Je perçois à travers mes paupières la luminosité du signal du départ : le sutjimbol est a priori stabilisé au-dessus d’un banc de jaufan, et je vais bientôt entrer en action. J’appuie sur le bouton d’ouverture de la trappe et, pendant qu’elle s’ouvre dans un souffle, troublant le silence qui s’était installé depuis la coupure des moteurs de l’aéronef, je revérifie une ultime fois que le tissu est bien arrimé à l’anneau de sécurité du treuil, comme je l’ai toujours fait depuis que j’ai commencé à voltiger.
Je regarde en contrebas et me laisse bercer par le rythme des vagues un instant, afin de bien danser avec elles. J’entrevois en contrebas les ailes de la douzaine de jaufan ; elles paraissent minuscules depuis mon perchoir à une vingtaine de mètres au-dessus d’elles. Je sais que le tissu est calibré pour moi, et je m’enroule soigneusement dedans, bandant mes muscles en prévision de l’effort à venir. Je me jette dans l’ouverture béante de la coque de l’appareil.
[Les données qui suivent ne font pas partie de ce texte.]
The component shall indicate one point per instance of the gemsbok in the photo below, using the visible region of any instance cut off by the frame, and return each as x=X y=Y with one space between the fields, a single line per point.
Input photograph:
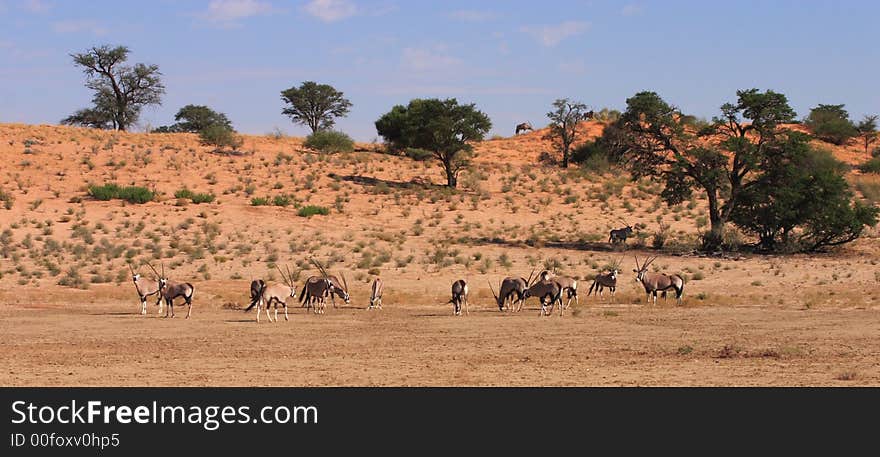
x=145 y=287
x=543 y=290
x=459 y=297
x=376 y=294
x=523 y=127
x=618 y=236
x=654 y=282
x=511 y=292
x=169 y=290
x=276 y=294
x=569 y=285
x=317 y=288
x=603 y=280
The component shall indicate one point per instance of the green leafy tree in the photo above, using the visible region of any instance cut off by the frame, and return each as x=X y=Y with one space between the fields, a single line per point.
x=315 y=105
x=443 y=127
x=121 y=90
x=831 y=123
x=720 y=160
x=801 y=201
x=867 y=130
x=564 y=122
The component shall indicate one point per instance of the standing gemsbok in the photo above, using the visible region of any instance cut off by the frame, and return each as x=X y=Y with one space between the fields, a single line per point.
x=654 y=282
x=511 y=292
x=544 y=289
x=169 y=290
x=609 y=280
x=569 y=285
x=376 y=294
x=459 y=296
x=145 y=287
x=276 y=294
x=317 y=288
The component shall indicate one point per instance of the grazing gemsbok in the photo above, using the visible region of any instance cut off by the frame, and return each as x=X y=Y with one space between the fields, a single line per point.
x=318 y=288
x=569 y=285
x=654 y=282
x=145 y=287
x=603 y=280
x=619 y=235
x=277 y=294
x=523 y=127
x=376 y=294
x=511 y=292
x=544 y=289
x=169 y=290
x=459 y=296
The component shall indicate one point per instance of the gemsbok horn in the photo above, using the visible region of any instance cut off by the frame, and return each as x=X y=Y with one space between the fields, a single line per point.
x=145 y=287
x=171 y=290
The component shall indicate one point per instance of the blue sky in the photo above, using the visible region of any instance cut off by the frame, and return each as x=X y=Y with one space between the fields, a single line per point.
x=511 y=58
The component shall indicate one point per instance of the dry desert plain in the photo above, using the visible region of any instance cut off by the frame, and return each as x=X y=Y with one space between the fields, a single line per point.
x=69 y=314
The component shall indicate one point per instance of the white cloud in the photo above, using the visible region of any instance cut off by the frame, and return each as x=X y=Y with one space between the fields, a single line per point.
x=79 y=27
x=574 y=67
x=473 y=15
x=331 y=10
x=428 y=59
x=551 y=35
x=229 y=12
x=36 y=6
x=632 y=10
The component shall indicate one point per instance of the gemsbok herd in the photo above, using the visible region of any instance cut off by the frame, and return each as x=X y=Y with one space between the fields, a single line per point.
x=550 y=289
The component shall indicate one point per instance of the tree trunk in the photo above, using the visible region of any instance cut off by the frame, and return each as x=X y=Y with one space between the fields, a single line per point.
x=713 y=239
x=451 y=179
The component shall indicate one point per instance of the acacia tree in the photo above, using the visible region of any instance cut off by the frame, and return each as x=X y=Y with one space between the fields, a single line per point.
x=121 y=91
x=867 y=129
x=802 y=201
x=831 y=123
x=564 y=122
x=195 y=118
x=315 y=105
x=720 y=160
x=443 y=127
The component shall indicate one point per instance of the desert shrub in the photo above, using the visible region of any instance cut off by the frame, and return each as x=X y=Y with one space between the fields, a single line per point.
x=282 y=200
x=871 y=166
x=131 y=194
x=7 y=199
x=311 y=210
x=196 y=198
x=329 y=141
x=220 y=137
x=417 y=154
x=869 y=188
x=260 y=201
x=831 y=123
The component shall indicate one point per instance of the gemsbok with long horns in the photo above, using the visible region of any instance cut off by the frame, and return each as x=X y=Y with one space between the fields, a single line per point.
x=608 y=279
x=459 y=297
x=170 y=290
x=317 y=288
x=546 y=288
x=620 y=235
x=654 y=282
x=276 y=294
x=569 y=285
x=511 y=292
x=145 y=287
x=523 y=127
x=376 y=294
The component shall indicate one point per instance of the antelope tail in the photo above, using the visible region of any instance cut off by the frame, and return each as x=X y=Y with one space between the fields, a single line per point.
x=257 y=298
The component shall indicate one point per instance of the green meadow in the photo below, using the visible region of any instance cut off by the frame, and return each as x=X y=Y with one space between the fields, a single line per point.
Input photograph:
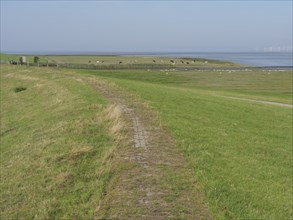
x=54 y=137
x=240 y=151
x=54 y=141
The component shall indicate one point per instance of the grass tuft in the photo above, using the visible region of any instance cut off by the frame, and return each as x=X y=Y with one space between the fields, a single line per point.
x=19 y=89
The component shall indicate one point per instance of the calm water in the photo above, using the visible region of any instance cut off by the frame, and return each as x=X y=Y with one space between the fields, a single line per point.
x=246 y=58
x=251 y=59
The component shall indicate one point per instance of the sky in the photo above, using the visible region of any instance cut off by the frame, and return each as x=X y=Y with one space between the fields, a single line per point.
x=145 y=26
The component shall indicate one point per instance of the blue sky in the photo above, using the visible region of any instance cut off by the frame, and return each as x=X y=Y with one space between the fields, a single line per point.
x=145 y=26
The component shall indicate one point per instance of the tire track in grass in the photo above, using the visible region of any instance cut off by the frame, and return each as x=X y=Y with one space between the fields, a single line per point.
x=155 y=181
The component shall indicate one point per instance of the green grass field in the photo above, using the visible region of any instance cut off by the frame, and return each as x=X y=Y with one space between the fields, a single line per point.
x=53 y=138
x=124 y=60
x=241 y=152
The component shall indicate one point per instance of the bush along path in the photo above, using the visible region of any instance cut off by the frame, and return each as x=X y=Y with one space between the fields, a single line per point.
x=153 y=180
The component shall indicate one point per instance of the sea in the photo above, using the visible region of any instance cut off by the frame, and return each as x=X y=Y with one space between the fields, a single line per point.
x=258 y=59
x=263 y=59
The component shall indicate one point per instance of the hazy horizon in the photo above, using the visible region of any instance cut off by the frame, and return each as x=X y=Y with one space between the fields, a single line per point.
x=146 y=26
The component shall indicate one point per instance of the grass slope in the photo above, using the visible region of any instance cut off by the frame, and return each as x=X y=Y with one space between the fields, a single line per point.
x=53 y=142
x=241 y=152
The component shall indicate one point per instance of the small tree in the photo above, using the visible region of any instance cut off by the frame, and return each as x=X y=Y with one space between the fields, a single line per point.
x=36 y=59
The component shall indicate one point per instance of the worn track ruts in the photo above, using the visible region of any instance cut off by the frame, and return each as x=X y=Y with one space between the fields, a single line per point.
x=156 y=182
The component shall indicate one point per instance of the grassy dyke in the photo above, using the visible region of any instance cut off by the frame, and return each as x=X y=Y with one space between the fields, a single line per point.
x=241 y=152
x=258 y=84
x=127 y=61
x=54 y=142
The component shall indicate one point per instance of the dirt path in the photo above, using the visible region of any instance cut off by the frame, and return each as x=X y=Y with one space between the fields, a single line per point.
x=260 y=101
x=155 y=182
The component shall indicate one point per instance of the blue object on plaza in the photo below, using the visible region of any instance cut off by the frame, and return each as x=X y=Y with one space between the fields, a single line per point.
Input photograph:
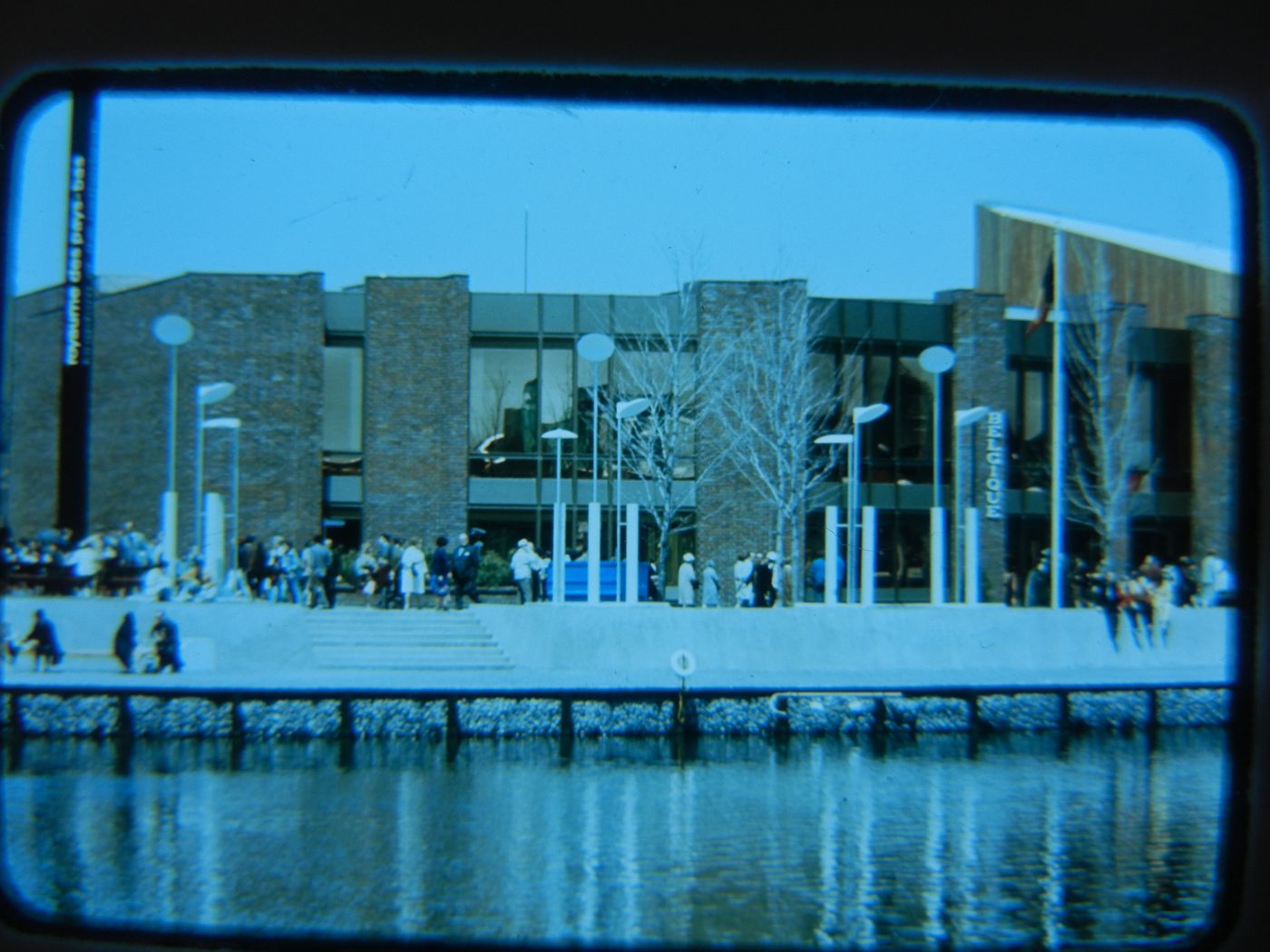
x=575 y=580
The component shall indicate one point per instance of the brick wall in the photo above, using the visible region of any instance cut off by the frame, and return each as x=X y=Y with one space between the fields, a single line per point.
x=732 y=516
x=415 y=427
x=260 y=333
x=1215 y=434
x=32 y=389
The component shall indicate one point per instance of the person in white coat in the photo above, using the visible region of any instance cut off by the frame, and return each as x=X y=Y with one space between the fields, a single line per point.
x=413 y=573
x=688 y=581
x=523 y=562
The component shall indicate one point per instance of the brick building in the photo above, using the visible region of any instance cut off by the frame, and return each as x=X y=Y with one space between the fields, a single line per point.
x=415 y=405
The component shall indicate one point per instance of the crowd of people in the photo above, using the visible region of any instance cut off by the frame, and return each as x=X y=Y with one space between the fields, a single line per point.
x=46 y=650
x=1143 y=597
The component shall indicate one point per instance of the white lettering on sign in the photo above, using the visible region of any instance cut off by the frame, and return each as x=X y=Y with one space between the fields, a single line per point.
x=73 y=319
x=996 y=457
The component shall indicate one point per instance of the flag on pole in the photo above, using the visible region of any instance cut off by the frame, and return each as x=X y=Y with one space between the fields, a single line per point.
x=1044 y=298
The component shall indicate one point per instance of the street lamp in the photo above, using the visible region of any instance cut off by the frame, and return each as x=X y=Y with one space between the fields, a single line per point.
x=594 y=348
x=832 y=545
x=205 y=395
x=173 y=330
x=232 y=424
x=860 y=416
x=936 y=361
x=559 y=435
x=625 y=410
x=967 y=554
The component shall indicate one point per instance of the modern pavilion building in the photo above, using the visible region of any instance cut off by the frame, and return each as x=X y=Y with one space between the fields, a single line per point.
x=415 y=405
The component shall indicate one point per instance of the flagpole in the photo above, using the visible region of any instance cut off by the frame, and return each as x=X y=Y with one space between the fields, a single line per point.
x=1058 y=433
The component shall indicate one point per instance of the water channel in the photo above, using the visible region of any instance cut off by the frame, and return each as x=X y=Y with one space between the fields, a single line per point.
x=939 y=840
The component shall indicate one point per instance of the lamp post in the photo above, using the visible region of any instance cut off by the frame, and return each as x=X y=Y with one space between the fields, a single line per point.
x=962 y=583
x=832 y=545
x=937 y=361
x=205 y=395
x=859 y=418
x=625 y=410
x=594 y=348
x=559 y=435
x=232 y=424
x=173 y=330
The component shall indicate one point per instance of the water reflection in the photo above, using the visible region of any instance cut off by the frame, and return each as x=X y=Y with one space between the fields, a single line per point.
x=1031 y=840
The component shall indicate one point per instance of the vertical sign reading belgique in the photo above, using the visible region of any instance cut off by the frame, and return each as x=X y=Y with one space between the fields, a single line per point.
x=994 y=485
x=73 y=444
x=76 y=333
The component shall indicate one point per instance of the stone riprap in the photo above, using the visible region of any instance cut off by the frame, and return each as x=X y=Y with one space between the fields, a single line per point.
x=99 y=714
x=505 y=717
x=829 y=714
x=1110 y=708
x=1184 y=708
x=734 y=716
x=76 y=716
x=1020 y=713
x=399 y=717
x=593 y=719
x=289 y=719
x=933 y=714
x=180 y=717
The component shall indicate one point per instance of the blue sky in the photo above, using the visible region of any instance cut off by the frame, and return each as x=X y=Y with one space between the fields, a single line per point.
x=619 y=199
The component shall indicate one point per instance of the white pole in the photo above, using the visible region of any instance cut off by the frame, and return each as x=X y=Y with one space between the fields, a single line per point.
x=958 y=526
x=558 y=539
x=199 y=476
x=593 y=554
x=618 y=514
x=169 y=497
x=631 y=554
x=972 y=556
x=937 y=548
x=869 y=552
x=853 y=507
x=1058 y=446
x=831 y=555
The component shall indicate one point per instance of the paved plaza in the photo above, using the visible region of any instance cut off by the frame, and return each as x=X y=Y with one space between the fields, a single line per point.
x=264 y=647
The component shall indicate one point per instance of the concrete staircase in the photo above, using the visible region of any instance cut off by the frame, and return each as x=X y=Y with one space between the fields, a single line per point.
x=357 y=638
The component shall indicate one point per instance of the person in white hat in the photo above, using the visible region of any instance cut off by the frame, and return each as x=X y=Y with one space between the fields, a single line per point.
x=688 y=581
x=523 y=570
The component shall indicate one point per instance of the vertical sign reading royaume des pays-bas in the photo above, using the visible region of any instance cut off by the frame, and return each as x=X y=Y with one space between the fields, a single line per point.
x=78 y=319
x=994 y=484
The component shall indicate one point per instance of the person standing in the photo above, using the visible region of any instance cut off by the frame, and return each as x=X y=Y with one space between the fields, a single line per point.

Le tissu se déroule tour après tour et je tombe au ralenti, maîtrisant ma vitesse en tourbillonnant entre le vaisseau et les vagues. Arrivé à mi-hauteur, je freine pour commencer ma chorégraphie à bonne distance, pour ne pas effrayer les jaufan. Elles ne m’ont pas encore remarqué apparemment, du moins j’en ai l’impression. Je m’étire, m’enroule le ruban autour des bras et fais claquer cette voile au vent, annonçant ma présence aux animaux bigarés.
Le petit groupe semble un peu méfiant dans un premier temps, les « cheveux » dressés sur la tête. Leurs ailes vertes et bleues frétillent, créant un vrombissement couvrant le bruit des vagues. Je tourne lentement au-dessus des créatures, tentant de les apaiser par des mouvements calmes et envoûtants, jusqu’à ce qu’elles montrent plus de curiosité que de crainte, faisant travailler mes abdominaux, mes bras et mes jambes dans un déferlement d’énergie lent mais bien présent.
Je me permets, au cours de mes acrobaties, de descendre petit à petit de quelques mètres supplémentaires, profitant de lents mouvements de mes ailes de ruban pour me dérouler d’un tour de plus, puis encore un, d’un coup de bassin. Je me garde de trop risquer de les effrayer à cette distance, Skevei m’ayant mis en garde contre le liquide particulièrement irritant que les jaufan projettent avec leurs cheveux : ma peau écailleuse est quelque peu protégée contre une petite projection, mais pas plus ; mes yeux, quant à eux, y seraient probablement très sensibles.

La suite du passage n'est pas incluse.